People and organisations
- Head of state: Carl XVI Gustaf
- Head of government: Magdalena Andersson
- Deputy head of government: Morgan Johansson
- No. of ministers: 22
- Member party: Social Democrats
- Status in legislature: Single-party minority with flexible support from Centre Party, Left Party, and Green Party
- Opposition parties: Moderate Party Sweden Democrats Christian Democrats Liberals
- Opposition leader: Ulf Kristersson (M)

History
- Incoming formation: Resignation of Stefan Löfven
- Outgoing formation: 2022 election
- Election: 2022 election
- Legislature terms: 2018–2022
- Predecessor: Löfven III cabinet
- Successor: Kristersson cabinet

= Andersson cabinet =

56th Cabinet of Sweden

The Andersson cabinet (regeringen Andersson) was the government of Sweden from 30 November 2021 to 18 October 2022. It was a Social Democratic single-party minority government led by Prime Minister Magdalena Andersson, the first ever woman to hold the post in Swedish history.
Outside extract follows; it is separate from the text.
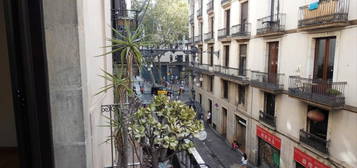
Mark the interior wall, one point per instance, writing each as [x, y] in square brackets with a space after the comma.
[7, 117]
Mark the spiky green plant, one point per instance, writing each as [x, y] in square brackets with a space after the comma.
[127, 44]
The cabinet followed the resignation of incumbent Prime Minister Stefan Löfven. It was expected to be a coalition government between two parties: the Social Democrats and the Green Party. However, in a late turn of events after the confirmation vote, the Green Party left the government due to the government's budget proposal failing in the Riksdag (Swedish parliament).
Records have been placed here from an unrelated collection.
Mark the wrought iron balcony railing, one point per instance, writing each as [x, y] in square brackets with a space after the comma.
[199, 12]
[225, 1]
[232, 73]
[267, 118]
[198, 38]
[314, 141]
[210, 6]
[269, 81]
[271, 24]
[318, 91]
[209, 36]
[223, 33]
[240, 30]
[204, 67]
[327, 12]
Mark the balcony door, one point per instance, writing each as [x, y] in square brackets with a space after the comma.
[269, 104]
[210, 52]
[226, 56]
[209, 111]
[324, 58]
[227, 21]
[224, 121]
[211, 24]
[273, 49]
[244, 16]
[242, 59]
The cabinet was originally planned to be installed on 26 November 2021 during a formal government meeting with King Carl XVI Gustaf, but Andersson decided to resign due to a precedent regarding changes in a government's composition; this happened just seven hours after the vote in the Riksdag. The speaker then set Andersson up for a new confirmation vote to make sure she still had the Riksdag's approval. On 29 November, Andersson won the vote in the Riksdag and became the new prime minister of Sweden.
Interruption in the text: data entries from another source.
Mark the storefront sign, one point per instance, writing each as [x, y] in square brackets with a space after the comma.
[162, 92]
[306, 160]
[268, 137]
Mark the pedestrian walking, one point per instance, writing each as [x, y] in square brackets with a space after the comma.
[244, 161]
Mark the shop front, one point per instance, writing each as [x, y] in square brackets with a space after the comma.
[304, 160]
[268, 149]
When Andersson's cabinet took office on 30 November 2021, it became the smallest Swedish government since the Ullsten cabinet from 1978 to 1979, relying on only 100 of 349 parliament members (28.65%). On 14 September 2022, following the election in which her support coalition lost their parliamentary majority, Andersson announced that she would tender her resignation as prime minister on the following day. On 18 October, the cabinet was succeeded by the centre-right Kristersson cabinet.

== Formation ==

===Social Democratic-Green coalition===
In the Riksdag, as long as the Speaker's proposal for a new prime minister is not opposed by half of its members, the proposal is carried.

The Riksdag initially elected Social Democratic leader Magdalena Andersson as Prime Minister on 24 November 2021, with only a slim minority voting against her (174 'no' votes out of the 349-strong Riksdag). This made her the first female prime minister in Swedish history. One member of the Riksdag from the Left Party was absent during the vote.

=== Departure of the Green Party ===
After Andersson's budget proposal was defeated hours later on 24 November by a counter proposal from the Moderate Party, Sweden Democrats and Christian Democrats, the Green Party decided to leave the government. However, the Greens were willing to support a one-party Social Democratic minority government.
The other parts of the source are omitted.